Thursday, April 2, 2020

let the circle be unbroken



What I like particularly about Alison Colbert's collection of poems, Let the Circle Be Unbroken, is how of the time it was written it is. Published by Women Writing Press in 1976 and with poems dated between 1970-1974, Colbert addresses topical subjects of the era including protests against Nixon and the Vietnam War. These poems, mostly distinctly-set in the city, are written in a way that feels immediate. They also address concerns of female artists. In "Anne Sexton a Suicide," there's a push-and-pull, repetitive nature in the poem of praise and also hope to move past "women famous for violence of poetry, selling self-hatred." "The circle" becomes a place for women to "sit upon the ground and tell sad tales about the death of queens." 

Perhaps the most potent pieces are towards the end which are elegies for her brother who died in an car accident.

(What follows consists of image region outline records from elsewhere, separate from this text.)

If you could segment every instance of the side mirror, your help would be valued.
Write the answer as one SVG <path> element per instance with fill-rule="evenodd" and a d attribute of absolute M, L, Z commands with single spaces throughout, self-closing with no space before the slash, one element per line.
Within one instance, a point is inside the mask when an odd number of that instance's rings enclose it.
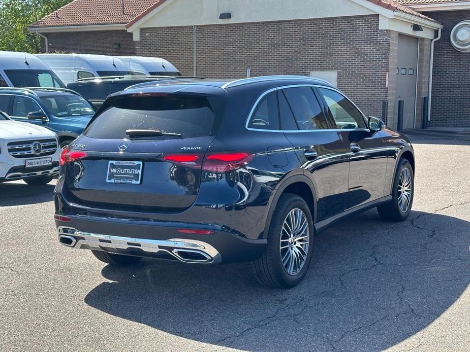
<path fill-rule="evenodd" d="M 46 120 L 46 115 L 41 111 L 33 111 L 28 113 L 28 119 L 29 120 Z"/>
<path fill-rule="evenodd" d="M 378 132 L 385 128 L 385 124 L 380 119 L 371 116 L 367 121 L 367 127 L 371 131 Z"/>

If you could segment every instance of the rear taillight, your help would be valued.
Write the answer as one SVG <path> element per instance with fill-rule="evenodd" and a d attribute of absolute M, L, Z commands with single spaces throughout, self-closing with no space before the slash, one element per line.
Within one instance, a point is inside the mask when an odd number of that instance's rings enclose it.
<path fill-rule="evenodd" d="M 82 152 L 80 151 L 73 150 L 69 148 L 64 148 L 60 153 L 60 157 L 59 158 L 59 164 L 60 166 L 68 164 L 69 162 L 75 161 L 88 156 L 86 152 Z"/>
<path fill-rule="evenodd" d="M 202 167 L 209 172 L 223 173 L 244 166 L 254 157 L 253 153 L 237 152 L 209 154 L 205 158 L 202 154 L 167 154 L 163 159 L 190 167 Z"/>
<path fill-rule="evenodd" d="M 216 173 L 228 172 L 244 166 L 254 157 L 255 154 L 246 152 L 208 154 L 202 163 L 202 169 Z"/>

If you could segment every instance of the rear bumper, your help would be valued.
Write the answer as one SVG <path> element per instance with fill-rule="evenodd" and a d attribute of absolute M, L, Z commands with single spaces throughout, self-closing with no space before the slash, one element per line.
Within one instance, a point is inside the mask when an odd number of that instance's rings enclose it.
<path fill-rule="evenodd" d="M 217 264 L 255 260 L 264 249 L 264 239 L 247 239 L 219 226 L 200 224 L 67 217 L 56 219 L 58 239 L 77 249 Z M 203 229 L 210 234 L 185 234 L 178 229 Z"/>

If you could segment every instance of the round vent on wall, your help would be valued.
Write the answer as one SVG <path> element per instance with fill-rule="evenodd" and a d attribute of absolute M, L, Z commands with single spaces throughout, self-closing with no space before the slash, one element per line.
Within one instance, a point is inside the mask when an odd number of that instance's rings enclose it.
<path fill-rule="evenodd" d="M 470 52 L 470 20 L 458 23 L 450 33 L 450 41 L 459 51 Z"/>

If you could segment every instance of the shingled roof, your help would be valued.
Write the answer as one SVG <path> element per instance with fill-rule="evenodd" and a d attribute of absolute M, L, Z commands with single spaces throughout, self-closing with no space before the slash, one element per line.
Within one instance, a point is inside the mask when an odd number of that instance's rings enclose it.
<path fill-rule="evenodd" d="M 455 1 L 455 0 L 454 0 Z M 73 0 L 29 26 L 31 29 L 52 27 L 73 27 L 122 24 L 129 27 L 158 7 L 166 0 Z M 449 0 L 368 0 L 393 11 L 424 19 L 431 18 L 403 4 L 448 2 Z M 123 11 L 122 5 L 124 5 Z"/>
<path fill-rule="evenodd" d="M 73 0 L 33 23 L 29 28 L 68 27 L 129 23 L 165 0 Z"/>
<path fill-rule="evenodd" d="M 395 0 L 402 5 L 427 5 L 430 4 L 468 2 L 468 0 Z"/>

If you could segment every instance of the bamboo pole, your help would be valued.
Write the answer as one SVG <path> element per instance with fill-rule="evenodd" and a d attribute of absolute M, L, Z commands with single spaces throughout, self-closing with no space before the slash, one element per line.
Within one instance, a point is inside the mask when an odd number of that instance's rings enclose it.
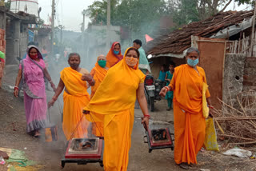
<path fill-rule="evenodd" d="M 255 27 L 255 14 L 256 14 L 256 0 L 254 0 L 254 13 L 253 17 L 252 30 L 251 30 L 251 38 L 250 38 L 250 56 L 253 56 L 253 42 L 254 38 L 254 27 Z"/>

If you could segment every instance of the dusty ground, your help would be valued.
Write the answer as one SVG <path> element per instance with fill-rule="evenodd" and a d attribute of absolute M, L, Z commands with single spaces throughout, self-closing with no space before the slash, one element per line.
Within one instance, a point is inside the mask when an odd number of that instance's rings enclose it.
<path fill-rule="evenodd" d="M 13 67 L 9 67 L 13 71 Z M 16 72 L 16 71 L 15 71 Z M 13 84 L 14 75 L 8 72 L 9 78 L 5 78 L 5 83 Z M 56 72 L 58 75 L 58 72 Z M 58 80 L 58 79 L 57 79 Z M 57 82 L 55 82 L 57 83 Z M 50 98 L 53 93 L 46 91 Z M 62 98 L 60 98 L 62 100 Z M 166 112 L 166 101 L 156 103 L 156 112 L 151 113 L 153 121 L 151 128 L 169 127 L 173 132 L 173 114 Z M 60 167 L 60 161 L 66 150 L 66 140 L 63 137 L 61 125 L 61 111 L 55 105 L 50 110 L 52 121 L 58 125 L 59 140 L 54 142 L 45 142 L 43 138 L 34 138 L 26 133 L 26 118 L 22 98 L 14 98 L 13 94 L 0 89 L 0 147 L 16 149 L 25 151 L 26 156 L 38 165 L 43 165 L 41 170 L 103 170 L 98 164 L 78 165 L 66 164 L 64 169 Z M 174 154 L 170 149 L 153 150 L 148 153 L 147 144 L 143 142 L 144 130 L 140 124 L 142 113 L 135 109 L 135 121 L 132 135 L 132 146 L 130 151 L 129 171 L 146 170 L 183 170 L 174 161 Z M 168 122 L 165 122 L 167 121 Z M 154 124 L 155 123 L 155 124 Z M 24 149 L 24 148 L 26 149 Z M 220 153 L 200 152 L 198 155 L 198 164 L 190 168 L 191 170 L 208 169 L 211 171 L 255 171 L 256 161 L 249 159 L 241 159 L 236 157 L 227 157 Z M 0 170 L 7 170 L 6 165 L 0 165 Z"/>

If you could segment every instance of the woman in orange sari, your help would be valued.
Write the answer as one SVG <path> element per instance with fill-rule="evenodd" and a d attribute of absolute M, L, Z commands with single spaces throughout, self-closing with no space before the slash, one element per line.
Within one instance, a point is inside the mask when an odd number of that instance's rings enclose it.
<path fill-rule="evenodd" d="M 139 53 L 128 48 L 124 59 L 110 68 L 89 105 L 84 109 L 94 121 L 104 124 L 105 171 L 126 171 L 129 161 L 136 97 L 148 126 L 149 117 L 144 94 L 145 75 L 138 70 Z M 129 79 L 129 80 L 128 80 Z"/>
<path fill-rule="evenodd" d="M 111 68 L 122 59 L 121 53 L 121 45 L 119 42 L 115 42 L 112 44 L 111 49 L 106 54 L 106 67 Z"/>
<path fill-rule="evenodd" d="M 106 57 L 101 54 L 98 57 L 97 62 L 95 63 L 95 67 L 90 71 L 90 75 L 94 78 L 95 81 L 95 85 L 91 87 L 90 98 L 92 98 L 103 81 L 105 76 L 106 75 L 107 70 L 109 70 L 106 66 Z M 103 122 L 97 121 L 93 123 L 92 126 L 93 133 L 97 137 L 103 137 Z"/>
<path fill-rule="evenodd" d="M 71 53 L 68 59 L 70 67 L 65 68 L 60 74 L 61 78 L 55 94 L 48 105 L 54 104 L 63 89 L 63 122 L 62 129 L 66 138 L 85 137 L 90 122 L 82 117 L 82 109 L 89 103 L 90 95 L 87 93 L 87 82 L 94 85 L 94 81 L 89 72 L 79 67 L 80 56 Z M 77 127 L 78 124 L 79 126 Z M 77 127 L 77 129 L 75 130 Z"/>
<path fill-rule="evenodd" d="M 174 91 L 174 161 L 181 168 L 188 169 L 189 165 L 197 164 L 197 154 L 205 140 L 206 119 L 202 114 L 202 86 L 206 83 L 206 74 L 198 63 L 199 51 L 189 48 L 187 64 L 174 69 L 173 78 L 160 94 Z M 209 108 L 213 108 L 209 90 L 206 93 Z"/>

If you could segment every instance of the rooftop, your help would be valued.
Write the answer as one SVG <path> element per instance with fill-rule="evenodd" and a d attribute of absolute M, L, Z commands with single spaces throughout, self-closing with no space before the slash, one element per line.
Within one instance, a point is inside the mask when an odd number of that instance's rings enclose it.
<path fill-rule="evenodd" d="M 234 25 L 238 26 L 238 24 L 251 18 L 253 15 L 253 10 L 218 13 L 204 21 L 191 22 L 166 35 L 158 37 L 149 42 L 145 50 L 147 54 L 154 56 L 181 54 L 191 46 L 191 35 L 210 38 L 227 27 Z"/>

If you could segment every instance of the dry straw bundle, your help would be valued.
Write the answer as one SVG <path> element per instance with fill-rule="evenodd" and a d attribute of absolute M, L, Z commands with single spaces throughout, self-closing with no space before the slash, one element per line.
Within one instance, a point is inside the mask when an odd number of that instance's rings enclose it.
<path fill-rule="evenodd" d="M 256 91 L 238 94 L 235 104 L 220 101 L 222 108 L 215 110 L 214 117 L 218 130 L 223 129 L 218 135 L 228 137 L 232 145 L 256 144 Z"/>

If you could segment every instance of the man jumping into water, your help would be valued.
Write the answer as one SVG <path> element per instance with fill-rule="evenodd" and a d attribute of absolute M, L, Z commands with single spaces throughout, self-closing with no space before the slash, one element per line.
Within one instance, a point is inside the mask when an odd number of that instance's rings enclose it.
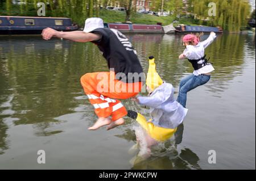
<path fill-rule="evenodd" d="M 123 124 L 123 117 L 127 112 L 119 100 L 114 99 L 135 96 L 145 82 L 136 51 L 128 39 L 116 30 L 104 28 L 103 20 L 98 18 L 87 19 L 83 31 L 59 32 L 47 28 L 42 35 L 46 40 L 56 37 L 77 42 L 90 41 L 98 46 L 110 71 L 87 73 L 81 78 L 84 90 L 98 117 L 88 129 L 108 125 L 109 130 Z"/>

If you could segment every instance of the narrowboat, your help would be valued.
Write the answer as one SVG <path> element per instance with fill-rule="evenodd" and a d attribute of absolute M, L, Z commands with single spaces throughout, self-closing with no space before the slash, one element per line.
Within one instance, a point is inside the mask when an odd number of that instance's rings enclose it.
<path fill-rule="evenodd" d="M 63 31 L 78 29 L 67 18 L 0 16 L 0 35 L 40 34 L 47 27 Z"/>
<path fill-rule="evenodd" d="M 220 27 L 204 27 L 201 26 L 189 26 L 180 24 L 179 26 L 175 27 L 176 33 L 196 33 L 196 32 L 214 32 L 215 33 L 221 33 L 223 32 L 222 28 Z"/>
<path fill-rule="evenodd" d="M 104 27 L 115 29 L 122 33 L 164 33 L 163 27 L 159 24 L 147 25 L 132 23 L 104 23 Z"/>

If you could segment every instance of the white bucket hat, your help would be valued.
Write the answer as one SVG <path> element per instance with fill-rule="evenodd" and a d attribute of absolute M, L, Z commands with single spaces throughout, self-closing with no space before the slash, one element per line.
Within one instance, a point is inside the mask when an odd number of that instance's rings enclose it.
<path fill-rule="evenodd" d="M 88 33 L 98 28 L 104 28 L 103 20 L 100 18 L 90 18 L 85 20 L 84 31 Z"/>

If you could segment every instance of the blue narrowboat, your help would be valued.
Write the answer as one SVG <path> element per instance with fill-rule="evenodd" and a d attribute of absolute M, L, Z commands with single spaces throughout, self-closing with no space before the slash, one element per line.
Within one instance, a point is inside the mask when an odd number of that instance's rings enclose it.
<path fill-rule="evenodd" d="M 0 16 L 0 35 L 40 34 L 47 27 L 63 31 L 78 29 L 67 18 Z"/>
<path fill-rule="evenodd" d="M 176 33 L 196 33 L 196 32 L 210 32 L 221 33 L 223 32 L 222 28 L 220 27 L 204 27 L 200 26 L 189 26 L 181 24 L 175 27 Z"/>

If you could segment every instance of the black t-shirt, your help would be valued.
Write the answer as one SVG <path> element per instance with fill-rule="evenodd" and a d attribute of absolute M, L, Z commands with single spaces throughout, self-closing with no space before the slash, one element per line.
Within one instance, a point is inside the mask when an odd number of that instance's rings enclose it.
<path fill-rule="evenodd" d="M 145 82 L 136 51 L 125 35 L 118 30 L 108 28 L 97 28 L 91 33 L 101 36 L 100 40 L 92 42 L 101 51 L 110 70 L 114 69 L 115 79 L 127 83 Z"/>

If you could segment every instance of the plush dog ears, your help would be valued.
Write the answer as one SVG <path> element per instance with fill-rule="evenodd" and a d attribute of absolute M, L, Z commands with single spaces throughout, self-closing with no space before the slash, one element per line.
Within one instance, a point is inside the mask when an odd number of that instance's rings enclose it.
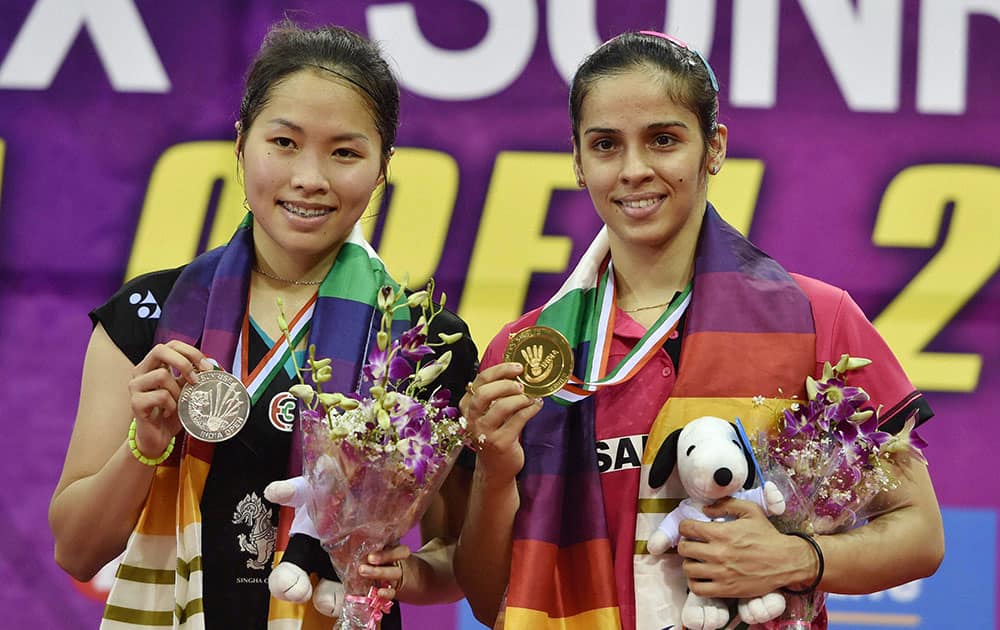
<path fill-rule="evenodd" d="M 739 422 L 738 418 L 737 422 Z M 747 443 L 748 438 L 743 432 L 742 426 L 734 424 L 733 431 L 736 432 L 736 439 L 739 440 L 740 448 L 743 449 L 743 456 L 747 458 L 747 480 L 743 482 L 743 489 L 749 490 L 757 481 L 757 460 L 753 457 L 753 451 L 750 450 L 750 445 Z"/>
<path fill-rule="evenodd" d="M 660 450 L 656 452 L 653 465 L 649 467 L 650 488 L 659 488 L 667 483 L 670 473 L 674 472 L 674 466 L 677 465 L 677 442 L 680 438 L 681 429 L 676 429 L 663 440 Z"/>

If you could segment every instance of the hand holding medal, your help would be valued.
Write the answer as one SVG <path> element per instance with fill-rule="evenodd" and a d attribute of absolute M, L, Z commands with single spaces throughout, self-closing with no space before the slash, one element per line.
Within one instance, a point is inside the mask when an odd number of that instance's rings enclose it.
<path fill-rule="evenodd" d="M 177 399 L 184 430 L 203 442 L 224 442 L 250 419 L 250 394 L 240 379 L 220 369 L 198 374 Z"/>
<path fill-rule="evenodd" d="M 517 380 L 524 385 L 524 393 L 534 398 L 556 393 L 573 374 L 569 342 L 546 326 L 531 326 L 511 335 L 503 359 L 521 364 L 524 371 Z"/>

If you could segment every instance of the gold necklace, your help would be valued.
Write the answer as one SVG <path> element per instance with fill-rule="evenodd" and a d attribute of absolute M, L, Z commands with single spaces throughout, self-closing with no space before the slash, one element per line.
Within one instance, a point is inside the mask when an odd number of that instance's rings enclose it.
<path fill-rule="evenodd" d="M 274 274 L 270 274 L 259 266 L 254 265 L 253 270 L 265 278 L 270 278 L 271 280 L 277 280 L 278 282 L 284 282 L 285 284 L 295 284 L 298 286 L 316 286 L 317 284 L 323 284 L 323 280 L 289 280 L 288 278 L 281 278 Z"/>
<path fill-rule="evenodd" d="M 623 308 L 622 310 L 624 312 L 626 312 L 626 313 L 638 313 L 639 311 L 648 311 L 648 310 L 653 309 L 653 308 L 663 308 L 664 306 L 667 306 L 668 304 L 670 304 L 673 301 L 674 301 L 674 298 L 673 298 L 673 296 L 671 296 L 671 298 L 669 300 L 667 300 L 666 302 L 661 302 L 659 304 L 652 304 L 650 306 L 640 306 L 639 308 Z"/>

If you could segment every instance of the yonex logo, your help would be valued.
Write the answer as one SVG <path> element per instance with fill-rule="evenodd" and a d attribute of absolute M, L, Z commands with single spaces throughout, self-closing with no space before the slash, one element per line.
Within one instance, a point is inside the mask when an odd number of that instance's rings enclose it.
<path fill-rule="evenodd" d="M 296 405 L 295 396 L 288 392 L 275 394 L 267 407 L 267 418 L 271 421 L 271 426 L 279 431 L 291 433 L 295 426 Z"/>

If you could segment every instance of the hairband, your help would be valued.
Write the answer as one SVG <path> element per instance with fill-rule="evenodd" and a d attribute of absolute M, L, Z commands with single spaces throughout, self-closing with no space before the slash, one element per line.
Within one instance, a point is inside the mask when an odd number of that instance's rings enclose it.
<path fill-rule="evenodd" d="M 715 72 L 712 70 L 712 66 L 708 65 L 708 59 L 705 59 L 705 55 L 701 54 L 700 50 L 697 50 L 695 48 L 692 48 L 691 46 L 688 46 L 686 42 L 682 42 L 681 40 L 677 39 L 676 37 L 673 37 L 671 35 L 667 35 L 666 33 L 661 33 L 659 31 L 639 31 L 639 34 L 640 35 L 652 35 L 653 37 L 659 37 L 660 39 L 665 39 L 668 42 L 674 44 L 675 46 L 677 46 L 679 48 L 683 48 L 684 50 L 688 50 L 688 51 L 693 52 L 694 54 L 698 55 L 698 59 L 701 59 L 701 62 L 703 64 L 705 64 L 705 69 L 708 70 L 708 78 L 711 79 L 711 81 L 712 81 L 712 88 L 715 90 L 716 94 L 718 94 L 718 92 L 719 92 L 719 81 L 718 81 L 718 79 L 715 78 Z"/>

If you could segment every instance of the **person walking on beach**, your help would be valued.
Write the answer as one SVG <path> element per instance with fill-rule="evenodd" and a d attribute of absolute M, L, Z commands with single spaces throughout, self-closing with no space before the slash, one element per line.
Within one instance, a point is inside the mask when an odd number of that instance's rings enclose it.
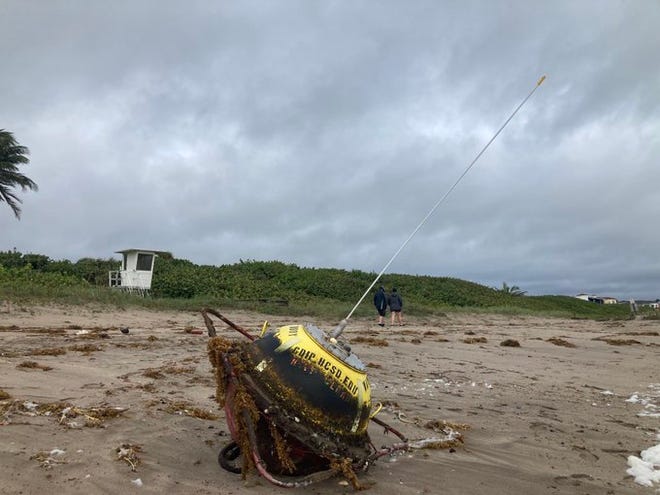
<path fill-rule="evenodd" d="M 374 306 L 378 311 L 378 326 L 385 326 L 385 311 L 387 311 L 387 294 L 385 288 L 381 285 L 374 294 Z"/>
<path fill-rule="evenodd" d="M 390 307 L 392 312 L 392 325 L 394 325 L 394 320 L 399 323 L 399 326 L 403 325 L 403 319 L 401 318 L 401 310 L 403 309 L 403 299 L 396 291 L 396 287 L 392 288 L 392 292 L 387 297 L 387 305 Z"/>

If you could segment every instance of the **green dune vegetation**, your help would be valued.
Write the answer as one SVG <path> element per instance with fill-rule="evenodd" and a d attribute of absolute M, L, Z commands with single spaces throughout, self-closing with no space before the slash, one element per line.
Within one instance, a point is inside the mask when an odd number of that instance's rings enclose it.
<path fill-rule="evenodd" d="M 108 272 L 118 266 L 114 259 L 71 262 L 15 250 L 0 252 L 0 300 L 152 309 L 233 308 L 339 319 L 351 310 L 376 276 L 359 270 L 304 268 L 279 261 L 241 260 L 211 266 L 159 256 L 151 293 L 139 297 L 108 287 Z M 404 297 L 406 314 L 412 316 L 462 311 L 590 319 L 630 317 L 627 304 L 602 305 L 561 295 L 526 296 L 506 284 L 498 289 L 456 278 L 389 273 L 380 284 L 388 289 L 397 287 Z M 354 317 L 371 316 L 368 295 Z"/>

That push-and-pull continues here as well in the vacillating between the tragedy itself and the mundane objects that surround it: bills for the plot, clergy gratuities, limos.


I picked up this tiny, teal paperback, with its plain cover and an open-faced, grinning Colbert on the back, second-hand in Provincetown. I like finding books like this, especially when the poems are as skillfully rendered as these--books that belong to another time but still feel alive.